Horace made his way across the muddy high street and found his father, who smelt rather more of tobacco than could have been wished, but otherwise was in complete readiness.

“By the way,” remarked the young man, as the two walked briskly along, “I’ve given Tracy notice that I’m going to leave the firm. I daresay we shall separate almost immediately. The business hasn’t been by any means up to my expectations, and, besides, I have too much already to do for the Minster estate, and am by way, now, of having a good deal more.”

“I’m sorry, for all that,” said the General. “Tracy is a first-rate, honest, straightforward fellow. It always did me good to feel that you were with him. To tell you the truth, my boy,” he went on after a pause, “I’m damnably uneasy about your being so thick with Tenney and that gang, and separating yourself from Tracy. It has an unsafe look.”

“Tracy is a tiresome prig,” was Horace’s comment. “I’ve stood him quite long enough.”

The conversation turned now upon the object of their expedition, and when this had been explained to the General, and his part in it outlined, he had forgotten his forebodings about his son’s future.

That son himself, as he strode along, with his head well up and his shoulders squared, was physically an object upon which the paternal eye could look with entire pride. The General said to himself that he was not only the best-dressed, but the handsomest young fellow in all Dearborn County; and from this it was but a mental flash to the recollection that the Boyces had always been handsome fellows, and the old soldier recalled with satisfaction how well he himself had felt that he looked when he rode away from Thessaly at the head of his regiment after the firing on Fort Sumter.

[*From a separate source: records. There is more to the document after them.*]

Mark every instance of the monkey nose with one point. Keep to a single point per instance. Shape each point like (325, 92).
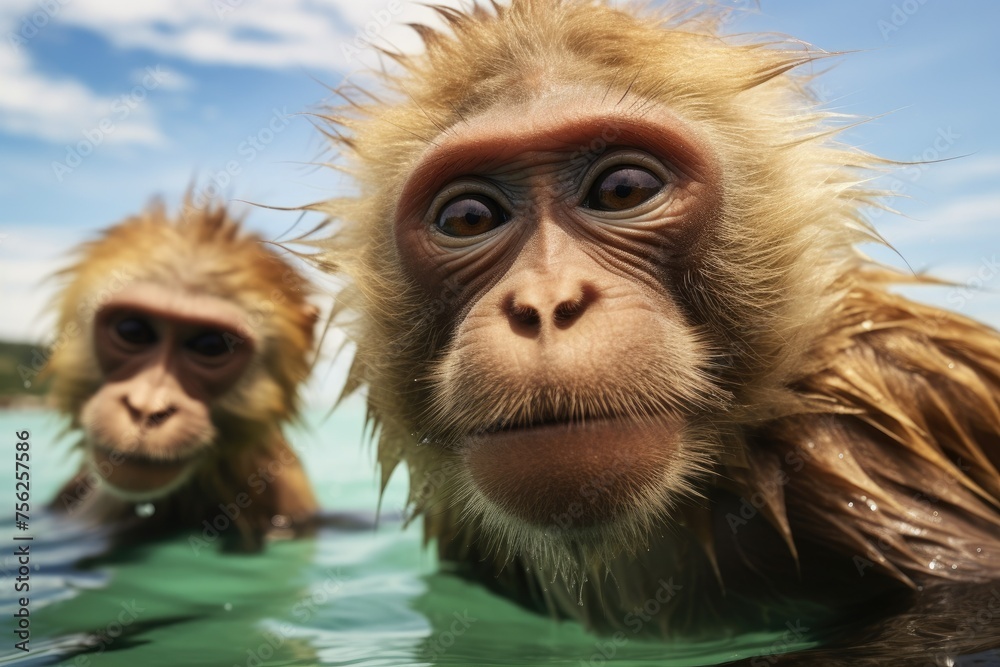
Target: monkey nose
(537, 307)
(147, 417)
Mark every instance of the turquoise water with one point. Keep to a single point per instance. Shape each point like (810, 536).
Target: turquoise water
(365, 596)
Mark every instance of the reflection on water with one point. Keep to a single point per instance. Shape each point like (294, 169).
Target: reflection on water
(361, 595)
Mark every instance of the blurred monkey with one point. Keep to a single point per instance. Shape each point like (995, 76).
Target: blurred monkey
(188, 342)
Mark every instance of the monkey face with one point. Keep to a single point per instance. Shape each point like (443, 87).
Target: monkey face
(573, 380)
(165, 355)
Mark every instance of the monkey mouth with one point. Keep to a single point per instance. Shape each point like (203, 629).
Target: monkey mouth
(136, 474)
(570, 473)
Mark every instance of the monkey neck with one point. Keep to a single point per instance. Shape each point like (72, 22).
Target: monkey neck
(244, 490)
(845, 499)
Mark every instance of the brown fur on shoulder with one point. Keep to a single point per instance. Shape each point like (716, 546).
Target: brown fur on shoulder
(857, 442)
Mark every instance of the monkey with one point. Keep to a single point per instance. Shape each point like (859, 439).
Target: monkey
(601, 271)
(184, 342)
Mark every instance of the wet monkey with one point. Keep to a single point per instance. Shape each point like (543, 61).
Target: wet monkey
(187, 341)
(601, 275)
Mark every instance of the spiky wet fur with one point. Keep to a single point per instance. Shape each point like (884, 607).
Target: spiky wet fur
(204, 250)
(809, 350)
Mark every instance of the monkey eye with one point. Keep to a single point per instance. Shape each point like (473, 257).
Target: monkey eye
(208, 344)
(622, 188)
(136, 331)
(470, 215)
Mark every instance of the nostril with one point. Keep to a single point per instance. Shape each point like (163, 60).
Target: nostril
(160, 416)
(567, 311)
(521, 313)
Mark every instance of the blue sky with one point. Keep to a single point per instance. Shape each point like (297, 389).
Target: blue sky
(162, 93)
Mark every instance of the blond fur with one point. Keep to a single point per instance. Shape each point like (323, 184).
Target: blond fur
(199, 251)
(811, 352)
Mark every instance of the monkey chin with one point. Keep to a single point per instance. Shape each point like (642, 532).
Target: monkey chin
(566, 493)
(135, 477)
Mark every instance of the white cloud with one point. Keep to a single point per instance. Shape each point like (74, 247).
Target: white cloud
(327, 35)
(58, 109)
(28, 258)
(262, 33)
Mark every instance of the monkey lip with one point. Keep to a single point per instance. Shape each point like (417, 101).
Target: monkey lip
(137, 473)
(571, 475)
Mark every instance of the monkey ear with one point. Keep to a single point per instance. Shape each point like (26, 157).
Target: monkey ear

Mrs. Minster came down alone to the drawingroom to receive her visitors, and showed by her manner some surprise that the General accompanied his son.

“I rather wanted to talk with you about what you learned at Pittsburg,” she said, somewhat bluntly, to Horace, after conversation on ordinary topics had begun to flag.

The General rose at this. “Pray let me go into the library for a time, I beg of you,” he said, in his courtly, cheery manner. “I know the way, and I can amuse myself there till you want me; that is,” he added, with a twinkle in his eye, “if you decide that you want me at all.”